Les anti-inflammatoires (p. ex., aloe vera topique toutes les 6 heures et ibuprofène 400 mg par voie orale toutes les 8 heures ou kétorolac 30 à 60 mg IV) sont probablement utiles. Les zones concernées sont laissées à l’air chaud, et les extrémités sont surélevées pour diminuer l’œdème. Les anticoagulants, le dextran à faible poids moléculaire IV, et les vasodilatateurs artériels (p. ex., la réserpine, la tolazoline) ne présentent aucun avantage clinique prouvé. La phénoxybenzamine, un alpha-bloqueur à longue durée d’action, à la dose de 10 à 60 mg par voie orale 1 fois/jour peut théoriquement diminuer le vasospasme et améliorer la circulation sanguine. En cas de blessure grave qui se présente dans les 48 heures, la perfusion d’un analogue de la prostacycline tel que l’iloprost doit être envisagée.
La prévention de l’infection est fondamentale; une prophylaxie de l’infection streptococcique (p. ex., pénicilline) est parfois administrée. Si la gangrène humide est présente, des antibiotiques à large spectre sont utilisés. L’ anatoxine tétanique est administrée si la vaccination n’est pas à jour. Si les lésions tissulaires sont graves, la pression tissulaire est surveillée (voir Syndrome compartimental: diagnostic).
Soins de suite
Une bonne nutrition est importante pour soutenir la production de chaleur métabolique.
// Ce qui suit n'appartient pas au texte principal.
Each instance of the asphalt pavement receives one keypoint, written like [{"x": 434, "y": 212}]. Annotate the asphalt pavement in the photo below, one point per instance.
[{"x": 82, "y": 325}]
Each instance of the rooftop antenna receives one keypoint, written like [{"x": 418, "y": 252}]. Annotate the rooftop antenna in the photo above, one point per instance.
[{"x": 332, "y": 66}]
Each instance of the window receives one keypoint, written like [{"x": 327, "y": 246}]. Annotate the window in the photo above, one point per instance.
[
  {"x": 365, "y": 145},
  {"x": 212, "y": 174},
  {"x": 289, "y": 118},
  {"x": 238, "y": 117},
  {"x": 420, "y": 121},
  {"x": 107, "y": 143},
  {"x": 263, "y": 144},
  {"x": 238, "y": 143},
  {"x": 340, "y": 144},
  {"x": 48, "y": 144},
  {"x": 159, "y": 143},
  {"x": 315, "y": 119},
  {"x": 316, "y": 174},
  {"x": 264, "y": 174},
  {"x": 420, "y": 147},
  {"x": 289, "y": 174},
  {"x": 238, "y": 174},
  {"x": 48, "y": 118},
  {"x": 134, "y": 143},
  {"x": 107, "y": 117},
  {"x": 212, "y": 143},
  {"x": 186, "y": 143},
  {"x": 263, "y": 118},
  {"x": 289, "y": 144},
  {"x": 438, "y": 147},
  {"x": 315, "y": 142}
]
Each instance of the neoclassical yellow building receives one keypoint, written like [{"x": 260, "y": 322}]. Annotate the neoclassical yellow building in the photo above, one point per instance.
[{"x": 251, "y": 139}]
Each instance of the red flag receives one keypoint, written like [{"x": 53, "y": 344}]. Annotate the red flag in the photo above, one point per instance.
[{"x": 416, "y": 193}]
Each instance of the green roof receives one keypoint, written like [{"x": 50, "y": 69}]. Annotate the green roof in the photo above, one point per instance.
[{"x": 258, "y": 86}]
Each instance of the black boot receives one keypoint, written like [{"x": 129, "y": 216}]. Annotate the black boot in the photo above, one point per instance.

Pré-dégel, envisager d’utiliser l’ échodoppler pour évaluer les pouls et l’aspect des tissus.
D’autres examens d’imagerie comprennent la scintigraphie, l’IRM, la thermographie micro-onde et la débitmétrie laser-Doppler pour évaluer la circulation, déterminer la viabilité des tissus et ainsi guider le traitement. L’IRM et en particulier l’angio-IRM peut établir la ligne de démarcation avant la démarcation clinique et permettre ainsi de réaliser précocement un débridement chirurgical ou une éventuelle amputation. Cependant, savoir si la chirurgie précoce améliore les résultats à long terme est mal établi. Habituellement, la chirurgie est retardée le plus longtemps possible parce que la carapace noire est souvent retirée, laissant des tissus viables. Les patients atteints de gelures graves doivent être avertis que plusieurs semaines d’observation peuvent être nécessaires avant que la démarcation et l’étendue de la perte de tissu ne soient apparentes.
Les bains à remous à 37° C 3 fois/jour suivis d’un séchage doux, le repos et le temps sont les meilleurs soins à long terme. Aucun traitement totalement efficace pour les séquelles durables de gelures (p. ex., un engourdissement, une hypersensibilité au froid) n’est connu, bien que la sympathectomie chimique ou chirurgicale puisse être utile en cas de symptômes neuropathiques.